The dynamics of the e-hailing ride subsector of the economy are quickly altering as a result of new waves of global competition.
Current market patterns around established firms like Uber and new entrants like Careem, Didi, Taxify, LoadMoto, and Bolt, among others, are evidence of this.
With the entry of competitors like Bolt, LoadMoto, LagosRide, OgaTaxi, and SmartCab, among others, the Uber monopoly in Nigeria has been seriously damaged.
Indeed, according to a study by Alpha Partners, Uber’s global market penetration helped it grow into the industry’s goliath. However, Didi Chuxing of China is now challenging that hegemony by investing in a number of Uber competitors or by directly entering markets like Brazil.
Information revealed that Didi is attacking Uber in the nations where they both operate, where Uber holds significant equity shares in the local leader, and where Didi’s money-stealing companies are located.
Accordingly, previously unreleased internal statistics revealed the drastic decline Uber has seen in the Middle East over the past year, while maintaining its dominance in regions like Latin America but losing near-monopoly status in certain of that region’s as well as in Africa and Australia.
The analysis also pointed out that while Africa is Uber’s smallest region by revenue and has many growth barriers, the company has a strong hold on nations like Ghana, Uganda, and Tanzania.
However, it emphasized that San Francisco is more prosperous than sub-Saharan Africa on its own.
The article claims that Taxify, one of Didi’s proxies, has been increasing its market share in nations including South Africa, Kenya, and Nigeria. Based in Estonia, Taxify also has operations in Australia, sub-Saharan Africa, and Europe. Didi owns about 20% of the company.
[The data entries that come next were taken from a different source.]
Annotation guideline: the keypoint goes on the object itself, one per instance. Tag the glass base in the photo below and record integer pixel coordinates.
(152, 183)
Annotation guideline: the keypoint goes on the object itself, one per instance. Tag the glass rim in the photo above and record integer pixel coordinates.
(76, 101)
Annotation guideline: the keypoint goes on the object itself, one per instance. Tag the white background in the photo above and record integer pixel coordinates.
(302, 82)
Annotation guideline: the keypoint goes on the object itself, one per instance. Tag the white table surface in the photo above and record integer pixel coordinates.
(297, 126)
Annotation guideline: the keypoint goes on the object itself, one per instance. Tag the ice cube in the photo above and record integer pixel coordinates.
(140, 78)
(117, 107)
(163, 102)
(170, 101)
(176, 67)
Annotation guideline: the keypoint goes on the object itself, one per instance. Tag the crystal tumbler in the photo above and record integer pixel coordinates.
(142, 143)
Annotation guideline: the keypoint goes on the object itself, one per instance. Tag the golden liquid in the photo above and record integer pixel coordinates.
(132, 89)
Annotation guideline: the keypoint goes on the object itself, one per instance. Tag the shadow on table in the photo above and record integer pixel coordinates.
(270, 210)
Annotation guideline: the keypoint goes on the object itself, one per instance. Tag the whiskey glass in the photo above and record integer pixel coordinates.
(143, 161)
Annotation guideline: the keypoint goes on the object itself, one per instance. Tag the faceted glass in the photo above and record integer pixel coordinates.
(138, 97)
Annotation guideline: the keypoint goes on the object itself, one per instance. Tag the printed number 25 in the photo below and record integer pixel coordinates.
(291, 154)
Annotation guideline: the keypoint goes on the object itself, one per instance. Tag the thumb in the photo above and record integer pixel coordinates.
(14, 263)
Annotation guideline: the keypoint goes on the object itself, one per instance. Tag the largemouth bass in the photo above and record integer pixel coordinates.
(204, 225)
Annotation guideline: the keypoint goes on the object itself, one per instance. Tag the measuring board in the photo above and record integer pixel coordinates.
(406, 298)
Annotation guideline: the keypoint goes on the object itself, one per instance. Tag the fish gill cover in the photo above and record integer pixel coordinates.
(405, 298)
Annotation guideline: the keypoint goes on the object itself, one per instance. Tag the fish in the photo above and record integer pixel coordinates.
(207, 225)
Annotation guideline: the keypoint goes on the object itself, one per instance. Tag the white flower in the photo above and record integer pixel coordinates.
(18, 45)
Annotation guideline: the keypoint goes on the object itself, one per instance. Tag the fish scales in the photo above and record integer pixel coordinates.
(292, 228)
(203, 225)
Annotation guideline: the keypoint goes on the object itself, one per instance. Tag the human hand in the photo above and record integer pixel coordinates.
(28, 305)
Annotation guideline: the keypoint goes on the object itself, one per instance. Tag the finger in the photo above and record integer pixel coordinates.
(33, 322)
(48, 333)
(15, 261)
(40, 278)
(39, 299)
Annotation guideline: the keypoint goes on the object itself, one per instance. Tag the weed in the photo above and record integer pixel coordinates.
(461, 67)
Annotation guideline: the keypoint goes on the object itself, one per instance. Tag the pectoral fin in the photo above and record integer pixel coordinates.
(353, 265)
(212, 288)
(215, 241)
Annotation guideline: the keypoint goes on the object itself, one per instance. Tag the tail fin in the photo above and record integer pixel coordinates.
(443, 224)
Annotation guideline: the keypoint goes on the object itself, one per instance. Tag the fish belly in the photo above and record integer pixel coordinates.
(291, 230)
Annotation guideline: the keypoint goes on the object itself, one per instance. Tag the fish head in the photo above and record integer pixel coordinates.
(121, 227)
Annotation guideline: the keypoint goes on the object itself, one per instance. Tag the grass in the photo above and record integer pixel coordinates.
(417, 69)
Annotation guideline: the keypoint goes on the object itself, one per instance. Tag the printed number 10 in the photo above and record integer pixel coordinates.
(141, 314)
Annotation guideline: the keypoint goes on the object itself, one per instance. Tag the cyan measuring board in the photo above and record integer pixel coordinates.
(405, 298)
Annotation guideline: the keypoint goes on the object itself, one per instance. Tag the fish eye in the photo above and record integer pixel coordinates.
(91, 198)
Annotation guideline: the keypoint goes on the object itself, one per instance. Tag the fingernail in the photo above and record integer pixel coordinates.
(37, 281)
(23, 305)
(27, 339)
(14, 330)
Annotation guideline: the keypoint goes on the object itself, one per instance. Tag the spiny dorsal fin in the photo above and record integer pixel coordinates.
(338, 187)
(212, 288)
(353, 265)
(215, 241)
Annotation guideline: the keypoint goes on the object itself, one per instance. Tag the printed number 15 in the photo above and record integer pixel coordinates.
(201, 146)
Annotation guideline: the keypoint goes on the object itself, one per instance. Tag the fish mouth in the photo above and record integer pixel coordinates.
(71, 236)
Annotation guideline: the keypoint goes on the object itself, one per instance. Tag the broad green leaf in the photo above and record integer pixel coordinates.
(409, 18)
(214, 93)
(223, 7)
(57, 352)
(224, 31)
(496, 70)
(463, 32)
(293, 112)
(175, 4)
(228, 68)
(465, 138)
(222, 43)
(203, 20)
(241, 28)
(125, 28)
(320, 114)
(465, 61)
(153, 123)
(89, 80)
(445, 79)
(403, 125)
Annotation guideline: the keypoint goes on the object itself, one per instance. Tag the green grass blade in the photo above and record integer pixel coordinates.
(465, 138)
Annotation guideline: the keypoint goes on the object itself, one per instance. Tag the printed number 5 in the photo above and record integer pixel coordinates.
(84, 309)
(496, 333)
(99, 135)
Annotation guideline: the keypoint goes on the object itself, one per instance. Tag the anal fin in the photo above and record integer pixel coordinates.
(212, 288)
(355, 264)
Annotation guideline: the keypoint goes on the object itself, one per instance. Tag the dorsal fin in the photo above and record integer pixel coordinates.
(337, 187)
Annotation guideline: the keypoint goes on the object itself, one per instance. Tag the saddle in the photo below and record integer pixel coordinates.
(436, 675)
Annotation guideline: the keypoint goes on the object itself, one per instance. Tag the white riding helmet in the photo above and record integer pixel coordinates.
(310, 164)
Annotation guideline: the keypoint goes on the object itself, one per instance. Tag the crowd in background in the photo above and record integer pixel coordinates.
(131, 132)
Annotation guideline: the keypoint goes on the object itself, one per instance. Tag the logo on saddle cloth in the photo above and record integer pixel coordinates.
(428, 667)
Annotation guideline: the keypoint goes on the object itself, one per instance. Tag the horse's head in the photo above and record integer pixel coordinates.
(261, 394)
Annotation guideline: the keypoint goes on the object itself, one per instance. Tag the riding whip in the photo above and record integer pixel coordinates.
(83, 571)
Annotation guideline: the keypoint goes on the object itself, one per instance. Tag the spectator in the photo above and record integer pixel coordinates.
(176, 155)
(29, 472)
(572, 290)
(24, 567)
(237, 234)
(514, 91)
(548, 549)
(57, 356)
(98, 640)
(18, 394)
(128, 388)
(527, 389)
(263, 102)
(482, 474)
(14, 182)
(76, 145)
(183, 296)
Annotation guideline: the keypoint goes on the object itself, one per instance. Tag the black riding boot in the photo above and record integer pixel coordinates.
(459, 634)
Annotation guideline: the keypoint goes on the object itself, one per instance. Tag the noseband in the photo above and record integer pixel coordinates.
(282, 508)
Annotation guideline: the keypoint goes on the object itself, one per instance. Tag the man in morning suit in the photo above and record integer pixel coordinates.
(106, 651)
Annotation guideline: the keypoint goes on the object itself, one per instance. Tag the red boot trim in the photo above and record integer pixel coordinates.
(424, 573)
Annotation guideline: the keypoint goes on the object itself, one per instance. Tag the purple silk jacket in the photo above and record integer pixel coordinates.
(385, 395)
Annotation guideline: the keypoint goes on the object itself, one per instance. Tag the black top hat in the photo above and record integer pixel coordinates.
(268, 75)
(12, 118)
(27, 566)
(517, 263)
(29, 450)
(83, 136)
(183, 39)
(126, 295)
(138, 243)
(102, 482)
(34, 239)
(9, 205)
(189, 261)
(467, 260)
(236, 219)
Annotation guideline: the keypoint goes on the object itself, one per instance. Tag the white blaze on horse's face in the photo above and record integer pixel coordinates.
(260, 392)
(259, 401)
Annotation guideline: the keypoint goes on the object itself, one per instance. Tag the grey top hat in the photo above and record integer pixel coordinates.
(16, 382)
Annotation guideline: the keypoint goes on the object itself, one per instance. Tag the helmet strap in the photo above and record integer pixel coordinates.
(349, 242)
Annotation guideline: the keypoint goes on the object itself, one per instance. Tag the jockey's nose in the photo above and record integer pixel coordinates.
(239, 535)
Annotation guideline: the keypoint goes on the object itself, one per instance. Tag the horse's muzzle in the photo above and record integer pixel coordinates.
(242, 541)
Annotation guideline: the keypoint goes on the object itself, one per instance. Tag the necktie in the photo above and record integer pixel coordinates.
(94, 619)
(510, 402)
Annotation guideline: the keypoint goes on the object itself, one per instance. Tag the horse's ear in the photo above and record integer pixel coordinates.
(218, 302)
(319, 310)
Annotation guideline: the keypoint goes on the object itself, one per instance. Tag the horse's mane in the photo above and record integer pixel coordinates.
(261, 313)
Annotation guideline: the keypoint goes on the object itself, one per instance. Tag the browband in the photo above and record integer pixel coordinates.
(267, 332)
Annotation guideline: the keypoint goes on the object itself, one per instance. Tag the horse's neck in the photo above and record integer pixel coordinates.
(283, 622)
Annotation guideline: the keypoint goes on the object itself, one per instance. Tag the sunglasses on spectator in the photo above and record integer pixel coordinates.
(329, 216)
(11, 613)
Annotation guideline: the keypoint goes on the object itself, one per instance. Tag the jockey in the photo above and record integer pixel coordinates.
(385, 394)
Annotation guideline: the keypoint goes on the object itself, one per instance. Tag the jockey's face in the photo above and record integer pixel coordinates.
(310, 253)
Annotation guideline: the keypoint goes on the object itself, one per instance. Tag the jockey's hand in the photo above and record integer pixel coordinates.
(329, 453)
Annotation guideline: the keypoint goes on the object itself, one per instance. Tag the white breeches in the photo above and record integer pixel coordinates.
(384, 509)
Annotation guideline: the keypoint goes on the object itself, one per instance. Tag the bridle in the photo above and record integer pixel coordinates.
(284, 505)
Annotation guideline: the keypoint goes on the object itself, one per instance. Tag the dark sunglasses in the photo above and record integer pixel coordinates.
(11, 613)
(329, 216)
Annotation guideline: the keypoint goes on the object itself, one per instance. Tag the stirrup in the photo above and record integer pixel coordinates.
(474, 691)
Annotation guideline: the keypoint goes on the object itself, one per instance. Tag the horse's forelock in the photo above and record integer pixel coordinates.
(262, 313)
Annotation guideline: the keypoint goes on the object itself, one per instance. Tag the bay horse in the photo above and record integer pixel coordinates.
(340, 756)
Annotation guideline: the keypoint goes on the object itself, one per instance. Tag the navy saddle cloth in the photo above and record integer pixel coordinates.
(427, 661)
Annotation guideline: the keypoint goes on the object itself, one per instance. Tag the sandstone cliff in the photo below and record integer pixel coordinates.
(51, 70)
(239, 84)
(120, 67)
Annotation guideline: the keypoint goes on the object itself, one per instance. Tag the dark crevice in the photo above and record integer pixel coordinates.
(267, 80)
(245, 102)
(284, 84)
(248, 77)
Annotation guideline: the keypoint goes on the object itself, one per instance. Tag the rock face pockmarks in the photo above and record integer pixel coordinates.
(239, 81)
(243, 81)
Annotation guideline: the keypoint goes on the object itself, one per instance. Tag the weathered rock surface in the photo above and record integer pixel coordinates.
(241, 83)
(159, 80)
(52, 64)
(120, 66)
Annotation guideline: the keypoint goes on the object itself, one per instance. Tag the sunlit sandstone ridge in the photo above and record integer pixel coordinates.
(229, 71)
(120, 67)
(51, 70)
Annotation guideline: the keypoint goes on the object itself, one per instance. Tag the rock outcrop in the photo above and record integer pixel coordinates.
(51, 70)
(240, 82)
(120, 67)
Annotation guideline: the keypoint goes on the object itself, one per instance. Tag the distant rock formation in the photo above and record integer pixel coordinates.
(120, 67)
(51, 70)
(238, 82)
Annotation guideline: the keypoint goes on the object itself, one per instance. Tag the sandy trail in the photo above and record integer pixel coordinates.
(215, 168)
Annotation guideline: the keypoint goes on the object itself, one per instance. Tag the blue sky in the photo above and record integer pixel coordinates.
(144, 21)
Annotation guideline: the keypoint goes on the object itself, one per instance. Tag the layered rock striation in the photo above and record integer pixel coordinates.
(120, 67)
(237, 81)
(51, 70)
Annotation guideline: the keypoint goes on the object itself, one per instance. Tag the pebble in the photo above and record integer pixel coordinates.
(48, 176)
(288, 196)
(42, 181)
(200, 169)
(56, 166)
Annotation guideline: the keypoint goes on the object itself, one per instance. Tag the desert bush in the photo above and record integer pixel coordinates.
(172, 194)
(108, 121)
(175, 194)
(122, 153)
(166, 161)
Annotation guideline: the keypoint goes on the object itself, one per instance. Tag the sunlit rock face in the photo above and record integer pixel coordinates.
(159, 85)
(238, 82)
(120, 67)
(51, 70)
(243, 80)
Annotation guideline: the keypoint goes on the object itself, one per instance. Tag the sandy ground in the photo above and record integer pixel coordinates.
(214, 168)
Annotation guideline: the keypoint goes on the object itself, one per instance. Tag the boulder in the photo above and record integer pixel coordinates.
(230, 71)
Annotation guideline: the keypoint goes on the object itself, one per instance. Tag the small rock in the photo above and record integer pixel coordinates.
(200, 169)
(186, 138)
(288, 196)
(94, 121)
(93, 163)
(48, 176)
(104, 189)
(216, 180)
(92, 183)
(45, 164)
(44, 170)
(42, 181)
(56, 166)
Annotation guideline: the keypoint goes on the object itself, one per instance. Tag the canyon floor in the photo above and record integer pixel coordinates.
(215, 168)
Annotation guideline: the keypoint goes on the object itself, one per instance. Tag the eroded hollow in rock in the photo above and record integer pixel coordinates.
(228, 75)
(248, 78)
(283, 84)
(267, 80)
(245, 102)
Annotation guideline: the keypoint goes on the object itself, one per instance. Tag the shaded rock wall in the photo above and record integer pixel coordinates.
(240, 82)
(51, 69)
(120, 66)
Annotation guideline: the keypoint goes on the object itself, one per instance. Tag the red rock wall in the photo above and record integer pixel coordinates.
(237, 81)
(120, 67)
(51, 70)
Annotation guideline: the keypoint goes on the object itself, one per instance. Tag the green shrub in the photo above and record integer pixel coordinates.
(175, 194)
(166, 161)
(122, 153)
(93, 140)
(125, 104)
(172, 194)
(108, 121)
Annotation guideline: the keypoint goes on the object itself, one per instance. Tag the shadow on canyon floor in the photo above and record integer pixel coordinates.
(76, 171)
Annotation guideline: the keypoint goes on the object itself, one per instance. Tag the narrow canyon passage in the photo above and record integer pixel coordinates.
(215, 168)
According to Mr. Villig, CEO of Taxify, the business is on target to make $1 billion in gross income this year through activities in a number of different areas. He wouldn’t say if Didi planned to invest more money in his business this year, but Taxify is widely thought of as a potential target for a takeover by Didi, particularly if Didi views its purchase of 99 in Brazil to be successful.
The competition between Didi and Uber first became apparent in Brazil, where Didi purchased Brazilian incumbent 99 last month after acquiring a sizeable minority investment in the company a year earlier. This was the first international expansion for Didi outside of China and Hong Kong.
Didi is currently establishing operations in Mexico, where Uber has a virtual monopoly, in an effort to disrupt this. Given some of its recent growth challenges and the growing competition in its own market, it is uncertain how much more desire Didi will have for international development in the near future.
The Middle East and Africa are additional frontlines. For instance, Uber is competing against Careem, a Dubai-based competitor supported by Didi, from Egypt to Pakistan.
According to the Alpha investigation, Uber’s internal data indicated that the company’s market share in terms of revenue decreased to about 50% from 69% the previous year.
According to a local expert, Uber saw a decline in income in Saudi Arabia. However, according to industry officials, the Middle East’s ride-hailing market is still quite modest, bringing in less than $1.5 billion in total revenue between Uber and Careem in 2017.
However, a source for Uber claimed that at Careem’s expense, the company has been increasing its market share in the area so far this year. Careem disputes this, but neither company will disclose financial information on their activities in the region, which is behind sub-Saharan Africa Uber’s second-smallest revenue-producing market.
Analysis indicates that India represents a further front in the conflict between Uber and Ola. Based on previous financials, Uber probably made more over $1 billion in gross revenue from India last year.
According to the article, Ola is putting more pressure on Uber by expanding into Australia, where Uber is dominant despite having a small but high revenue per user market.
Uber has already left certain markets by selling to regional competitors. It was sold to Yandex in Russia in 2015, Grab in Southeast Asia earlier this year, and Didi in China in 2016. Uber executives predicted they would be able to spend more money in the remaining markets after the first two sales in order to avoid another loss to a competitor. Uber ultimately gained more territories.
Ride-hailing, according to Alpha, is a particularly interwoven sector. It emphasized that Uber now owns a tiny investment in Didi and that Didi now owns a small stake in Uber, both of which were acquired through the sale of Uber’s China operations.
“However, the companies’ executives have vowed to compete against each other globally. Didi and Uber also share the same outside investor, SoftBank, the Japan-based conglomerate. It owns about 15 per cent of both Uber and Didi. SoftBank also is a major investor in Ola. With none of the firms anywhere near profitable, SoftBank is expected to support further consolidation around the world, and a reduction in the financial subsidies all ride-hailing companies use to attract new riders and drivers,” it stated.